Zwischen Othmarsingen und Hendschiken soll weiterhin Mägenwiler Muschelkalk abgebaut werden.

Archivbild: Christian Breitschmid (13. September 2019)

Muschelkalk. Irgendwo im Hinterkopf klingelt bei dieser Bezeichnung etwas. Man stolpert, nicht wörtlich hoffentlich, aber sinnbildlich, immer wieder über dieses Material. Insbesondere im historischen Kontext.

Genau darum geht es der Emil Fischer AG aus Dottikon: Sie will den Mägenwiler Muschelsandstein alias Muschelkalk weiterhin abbauen, um ihn bei historischen Bauten verwenden zu können. Dafür muss allerdings eine Abbaubewilligung erteilt beziehungsweise erneuert werden und dafür braucht es eben ein entsprechendes Gesuch. Dieses wiederum kann noch bis am 9. Januar auf der Gemeindekanzlei in Othmarsingen eingesehen werden.

Früher gab es zahlreiche Steinbrüche

Der Steinbruch im Gebiet Steinhof zwischen Othmarsingen und Hendschiken werde seit rund 300 Jahren betrieben, heisst es in einem ausführlichen Beschrieb, der dem Baugesuch beiliegt. Früher sei der Muschelkalk in zahlreichen Steinbrüchen oberhalb von Mägenwil und Othmarsingen abgebaut worden. Und auch in Gränichen, Würenlos und Estavayer kam das einzigartige Material vor. Inzwischen sei Othmarsingen der einzige Steinbruch, der den Werkstein noch liefere.

Und eben: Abgebaut werde er vor allem, um Ersatzmaterial für historische Bauten zu liefern. Enthalten ist es etwa in Kirchen, Altstadthäusern, Schlössern in allen möglichen Regionen von Aarau, Lenzburg zu Baden und über die Kantonsgrenze hinaus. Als Beispiele dafür, wo es eingesetzt wird, nennt die Emil Fischer AG einen Wasserspeier am Schloss Lenzburg, der dank des noch vorhandenen Materials ersetzt werden konnte. Ebenso wurde der Muschelkalk für Arbeiten an einer Kirche in Gebenstorf benötigt.
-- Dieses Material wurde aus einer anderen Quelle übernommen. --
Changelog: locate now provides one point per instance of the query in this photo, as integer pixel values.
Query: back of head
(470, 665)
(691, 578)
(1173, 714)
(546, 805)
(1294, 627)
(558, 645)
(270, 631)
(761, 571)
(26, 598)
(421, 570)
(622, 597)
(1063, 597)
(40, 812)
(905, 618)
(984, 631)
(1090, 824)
Neu verbaut aber im historischen Kontext wurde der geschichtsträchtige Stein etwa als Bodenbelag in der frisch sanierten Schlossscheune in Wildegg. 153 Bodenplatten, allesamt quadratisch, aber in verschiedenen Grössen, wurden extra dafür hergestellt und verlegt.

Der Boden in der frisch sanierten Schlossscheune in Wildegg besteht aus Mägenwiler Muschelkalk.

Der Boden in der frisch sanierten Schlossscheune in Wildegg besteht aus Mägenwiler Muschelkalk.

Bild: Valentin Hehli

Ein Plädoyer für den weiteren Abbau findet sich im Baugesuch auch in Form einiger Zeilen, verfasst von einem kantonalen Denkmalpfleger. Zahlreiche der gut 1500 unter Schutz stehenden Denkmäler im Kanton Aargau seien mit dem «Mägenwiler» gebaut, schreibt er. Und weiter: «Ein Denkmalschutzobjekt lebt von seiner materiellen Authentizität. Das heisst, das Schutzobjekt muss im Zuge von Restaurierungen, Reparaturen und/oder möglichen Erweiterungen mit dem ‹richtigen› Material ergänzt werden.» In der denkmalpflegerisch-handwerklichen Tätigkeit sei der Stein deshalb unverzichtbar.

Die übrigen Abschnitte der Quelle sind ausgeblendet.